Is this a good legislation? Here are a couple responses from from Real Estate insiders:
Murtaza Baxamusa (Director of Housing and Development for the Family Housing Corporation): "Yes. Second hand smoke is toxic with no safe level of exposure which is what California has already made schools and various other public facilities smoke-free. Smoke drifts in through common ventiliation, windows, walls, and floors. It makes economic sense to prohibit smoking in multi-unit housing with lower turnaround costs for landlords and public health costs."
Micheal Lea (Director of the Corky McMillin Center for Real Estate at SDSU): "No. This bill is an example of our government going to far. The government should not reach inside the home to regulate behavior."

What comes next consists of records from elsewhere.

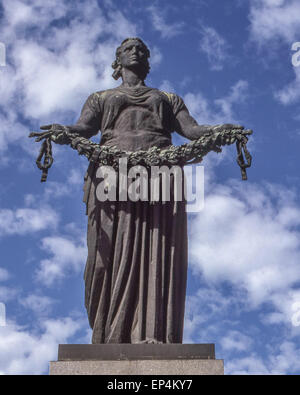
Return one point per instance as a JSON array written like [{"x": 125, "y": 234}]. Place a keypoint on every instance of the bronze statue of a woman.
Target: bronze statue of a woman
[{"x": 136, "y": 270}]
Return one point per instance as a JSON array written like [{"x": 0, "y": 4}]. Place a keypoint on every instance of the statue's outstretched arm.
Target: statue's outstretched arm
[
  {"x": 88, "y": 124},
  {"x": 187, "y": 126}
]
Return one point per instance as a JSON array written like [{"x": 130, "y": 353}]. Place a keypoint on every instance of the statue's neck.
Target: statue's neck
[{"x": 131, "y": 79}]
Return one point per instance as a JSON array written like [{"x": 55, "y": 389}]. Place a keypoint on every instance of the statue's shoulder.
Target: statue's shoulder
[{"x": 100, "y": 95}]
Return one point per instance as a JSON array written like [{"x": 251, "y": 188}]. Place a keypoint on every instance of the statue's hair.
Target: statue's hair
[{"x": 118, "y": 67}]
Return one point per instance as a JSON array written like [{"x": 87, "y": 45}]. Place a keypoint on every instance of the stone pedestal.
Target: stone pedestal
[{"x": 137, "y": 359}]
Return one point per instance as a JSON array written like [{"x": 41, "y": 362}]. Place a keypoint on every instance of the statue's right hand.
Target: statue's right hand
[{"x": 56, "y": 132}]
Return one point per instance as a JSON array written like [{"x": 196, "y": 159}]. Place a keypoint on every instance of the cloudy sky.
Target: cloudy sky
[{"x": 231, "y": 61}]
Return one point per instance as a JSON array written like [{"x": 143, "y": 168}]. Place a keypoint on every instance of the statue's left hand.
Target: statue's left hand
[{"x": 56, "y": 132}]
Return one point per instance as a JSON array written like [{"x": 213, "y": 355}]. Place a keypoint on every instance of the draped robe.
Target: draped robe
[{"x": 135, "y": 275}]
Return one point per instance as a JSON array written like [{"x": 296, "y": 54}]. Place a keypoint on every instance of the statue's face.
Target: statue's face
[{"x": 132, "y": 54}]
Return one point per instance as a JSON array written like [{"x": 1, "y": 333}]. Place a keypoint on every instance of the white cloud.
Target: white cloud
[
  {"x": 291, "y": 92},
  {"x": 53, "y": 67},
  {"x": 39, "y": 304},
  {"x": 222, "y": 110},
  {"x": 24, "y": 352},
  {"x": 27, "y": 220},
  {"x": 236, "y": 341},
  {"x": 67, "y": 256},
  {"x": 165, "y": 28},
  {"x": 272, "y": 20},
  {"x": 4, "y": 275},
  {"x": 214, "y": 46},
  {"x": 248, "y": 235},
  {"x": 282, "y": 359}
]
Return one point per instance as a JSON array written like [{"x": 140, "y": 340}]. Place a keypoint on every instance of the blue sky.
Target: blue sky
[{"x": 231, "y": 62}]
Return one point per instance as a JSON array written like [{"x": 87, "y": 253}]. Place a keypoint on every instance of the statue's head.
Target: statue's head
[{"x": 133, "y": 52}]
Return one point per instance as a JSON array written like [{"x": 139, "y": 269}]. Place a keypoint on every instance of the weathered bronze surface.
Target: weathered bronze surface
[{"x": 135, "y": 275}]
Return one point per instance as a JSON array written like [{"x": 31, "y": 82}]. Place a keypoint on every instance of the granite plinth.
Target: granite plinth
[{"x": 137, "y": 359}]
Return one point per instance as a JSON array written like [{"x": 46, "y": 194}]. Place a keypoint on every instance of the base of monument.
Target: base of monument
[{"x": 137, "y": 359}]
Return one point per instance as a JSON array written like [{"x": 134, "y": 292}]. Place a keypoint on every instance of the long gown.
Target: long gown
[{"x": 135, "y": 275}]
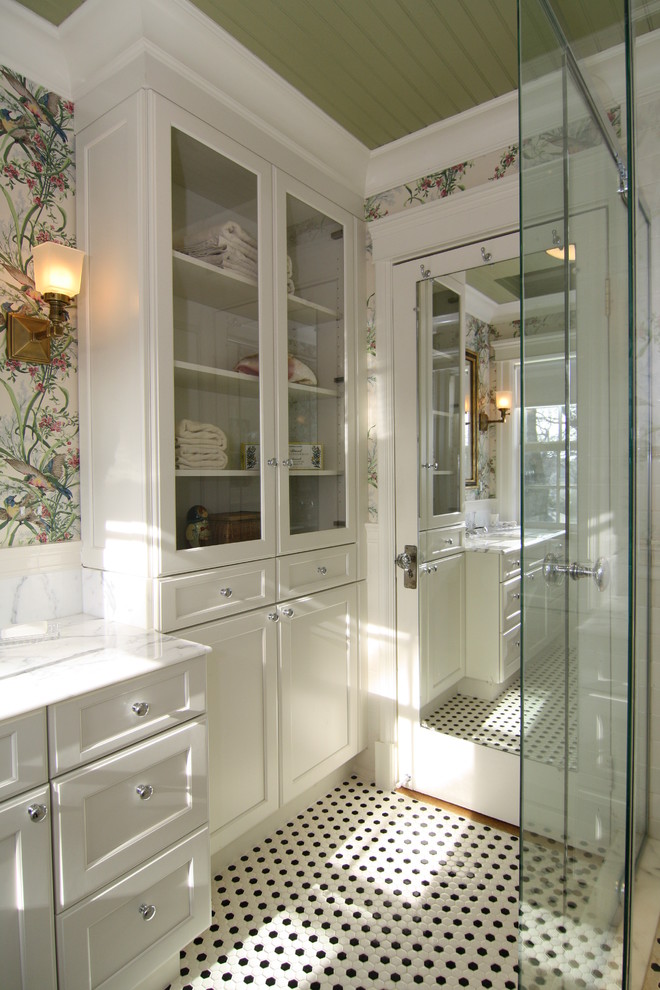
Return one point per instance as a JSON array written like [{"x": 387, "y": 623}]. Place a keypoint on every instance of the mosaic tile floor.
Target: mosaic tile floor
[
  {"x": 497, "y": 723},
  {"x": 364, "y": 889}
]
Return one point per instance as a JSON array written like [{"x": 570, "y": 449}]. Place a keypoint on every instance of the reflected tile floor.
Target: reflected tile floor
[
  {"x": 497, "y": 723},
  {"x": 364, "y": 889}
]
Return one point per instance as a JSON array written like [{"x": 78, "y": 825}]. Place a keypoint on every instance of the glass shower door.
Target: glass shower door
[{"x": 576, "y": 484}]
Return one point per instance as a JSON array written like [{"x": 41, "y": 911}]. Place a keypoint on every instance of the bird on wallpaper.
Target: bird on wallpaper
[
  {"x": 39, "y": 109},
  {"x": 18, "y": 129},
  {"x": 37, "y": 479}
]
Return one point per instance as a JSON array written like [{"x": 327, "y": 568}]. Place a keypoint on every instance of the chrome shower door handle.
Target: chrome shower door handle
[{"x": 553, "y": 571}]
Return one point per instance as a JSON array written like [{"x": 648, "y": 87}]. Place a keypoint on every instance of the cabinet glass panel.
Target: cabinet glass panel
[
  {"x": 446, "y": 403},
  {"x": 316, "y": 387},
  {"x": 216, "y": 347}
]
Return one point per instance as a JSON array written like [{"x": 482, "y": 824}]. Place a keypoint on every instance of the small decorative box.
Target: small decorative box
[{"x": 305, "y": 456}]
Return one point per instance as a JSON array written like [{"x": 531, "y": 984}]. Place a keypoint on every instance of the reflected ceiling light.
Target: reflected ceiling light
[
  {"x": 504, "y": 405},
  {"x": 557, "y": 249},
  {"x": 57, "y": 275}
]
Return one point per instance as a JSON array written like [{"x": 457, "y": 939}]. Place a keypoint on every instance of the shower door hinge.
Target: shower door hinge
[{"x": 607, "y": 297}]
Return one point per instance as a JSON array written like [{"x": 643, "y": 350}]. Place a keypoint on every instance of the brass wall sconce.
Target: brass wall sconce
[
  {"x": 504, "y": 404},
  {"x": 57, "y": 274}
]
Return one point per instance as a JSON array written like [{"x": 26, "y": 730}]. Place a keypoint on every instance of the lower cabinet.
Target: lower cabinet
[
  {"x": 27, "y": 934},
  {"x": 283, "y": 696}
]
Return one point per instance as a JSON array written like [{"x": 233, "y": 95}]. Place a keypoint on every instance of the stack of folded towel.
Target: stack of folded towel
[
  {"x": 227, "y": 245},
  {"x": 200, "y": 446}
]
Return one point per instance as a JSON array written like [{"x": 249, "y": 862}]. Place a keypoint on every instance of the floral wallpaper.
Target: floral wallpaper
[
  {"x": 436, "y": 185},
  {"x": 39, "y": 452}
]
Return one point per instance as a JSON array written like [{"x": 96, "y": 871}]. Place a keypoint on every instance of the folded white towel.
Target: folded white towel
[
  {"x": 191, "y": 429},
  {"x": 214, "y": 462}
]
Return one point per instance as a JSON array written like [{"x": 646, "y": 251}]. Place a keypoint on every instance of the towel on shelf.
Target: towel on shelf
[{"x": 190, "y": 429}]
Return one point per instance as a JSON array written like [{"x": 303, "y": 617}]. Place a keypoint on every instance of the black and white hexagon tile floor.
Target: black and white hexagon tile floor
[{"x": 374, "y": 890}]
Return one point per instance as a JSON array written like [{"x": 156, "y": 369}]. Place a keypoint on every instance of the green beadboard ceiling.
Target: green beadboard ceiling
[{"x": 386, "y": 68}]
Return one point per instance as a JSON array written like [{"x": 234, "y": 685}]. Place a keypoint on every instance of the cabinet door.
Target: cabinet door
[
  {"x": 441, "y": 628},
  {"x": 242, "y": 721},
  {"x": 215, "y": 387},
  {"x": 319, "y": 686},
  {"x": 315, "y": 359},
  {"x": 27, "y": 940}
]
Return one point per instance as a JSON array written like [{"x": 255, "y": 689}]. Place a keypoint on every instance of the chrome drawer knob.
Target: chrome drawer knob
[{"x": 37, "y": 812}]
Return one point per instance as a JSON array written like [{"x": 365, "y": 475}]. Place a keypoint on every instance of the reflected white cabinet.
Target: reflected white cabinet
[
  {"x": 218, "y": 378},
  {"x": 27, "y": 934},
  {"x": 263, "y": 752}
]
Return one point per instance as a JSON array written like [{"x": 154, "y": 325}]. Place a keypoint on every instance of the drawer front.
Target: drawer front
[
  {"x": 510, "y": 564},
  {"x": 92, "y": 725},
  {"x": 440, "y": 542},
  {"x": 116, "y": 938},
  {"x": 305, "y": 573},
  {"x": 194, "y": 598},
  {"x": 116, "y": 813},
  {"x": 510, "y": 598},
  {"x": 510, "y": 656},
  {"x": 23, "y": 753}
]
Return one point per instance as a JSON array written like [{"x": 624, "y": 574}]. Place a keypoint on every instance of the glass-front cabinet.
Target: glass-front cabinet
[
  {"x": 443, "y": 417},
  {"x": 255, "y": 408},
  {"x": 315, "y": 408}
]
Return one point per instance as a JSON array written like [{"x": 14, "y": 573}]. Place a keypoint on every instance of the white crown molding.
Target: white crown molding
[{"x": 467, "y": 135}]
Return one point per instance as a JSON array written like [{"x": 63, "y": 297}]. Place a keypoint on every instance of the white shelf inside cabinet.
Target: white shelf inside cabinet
[
  {"x": 191, "y": 473},
  {"x": 315, "y": 390},
  {"x": 216, "y": 287},
  {"x": 200, "y": 376},
  {"x": 303, "y": 311}
]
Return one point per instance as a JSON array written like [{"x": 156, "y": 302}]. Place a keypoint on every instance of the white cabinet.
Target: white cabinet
[
  {"x": 441, "y": 626},
  {"x": 263, "y": 752},
  {"x": 233, "y": 435},
  {"x": 27, "y": 934}
]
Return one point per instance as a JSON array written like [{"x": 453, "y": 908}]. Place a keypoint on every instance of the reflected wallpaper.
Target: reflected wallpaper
[{"x": 39, "y": 455}]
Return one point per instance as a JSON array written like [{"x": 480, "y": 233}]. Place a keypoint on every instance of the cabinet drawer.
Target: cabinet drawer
[
  {"x": 510, "y": 657},
  {"x": 114, "y": 814},
  {"x": 117, "y": 937},
  {"x": 91, "y": 725},
  {"x": 510, "y": 597},
  {"x": 23, "y": 753},
  {"x": 194, "y": 598},
  {"x": 305, "y": 573},
  {"x": 510, "y": 564},
  {"x": 440, "y": 542}
]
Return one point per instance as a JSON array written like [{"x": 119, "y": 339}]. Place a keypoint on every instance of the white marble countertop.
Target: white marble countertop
[
  {"x": 43, "y": 663},
  {"x": 501, "y": 541}
]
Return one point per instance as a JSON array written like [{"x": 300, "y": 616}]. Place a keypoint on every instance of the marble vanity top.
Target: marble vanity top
[
  {"x": 501, "y": 541},
  {"x": 42, "y": 663}
]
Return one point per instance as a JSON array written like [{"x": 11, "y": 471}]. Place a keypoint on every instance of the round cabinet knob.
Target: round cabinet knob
[{"x": 37, "y": 812}]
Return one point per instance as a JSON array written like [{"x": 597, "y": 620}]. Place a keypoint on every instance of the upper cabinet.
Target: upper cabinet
[{"x": 235, "y": 406}]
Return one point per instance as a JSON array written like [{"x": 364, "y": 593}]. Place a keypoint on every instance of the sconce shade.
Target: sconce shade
[{"x": 57, "y": 269}]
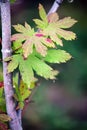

Linda Lee (President at San Diego Association of Realtors): "No. At the San Diego Association of Realtors, we protect private property rights and this would infringe on those rights."
Marco Sessa (Chairman of the Building Industry and Sr. Vice President of Sudberry Properties): "No. Tobacco is legal and therefore should be up to individual property owners to determine if they will allow smoking in their home, or as a landlord to allow smoking in homes that they rent out."
Robert Vallera (Sr. Vice President of Volt Real Estate Services in San Diego): "No. I view this measure as an infringement upon private property rights and it would be difficult to witness an offense inside a private property home. These violations would be too hard to prove in a courtroom."
Kurt Wannebo (Real Estate Broker and CEO of San Diego Real Estate and Investments): "No. I tend to believe that there are fewer smokers than non-smokers in California, so I feel that by eliminating this freedom would drive down affordability by everyone in this state. Putting something like this into place is only going to be costly trying to enforce."
So, with this being said, what do YOU think?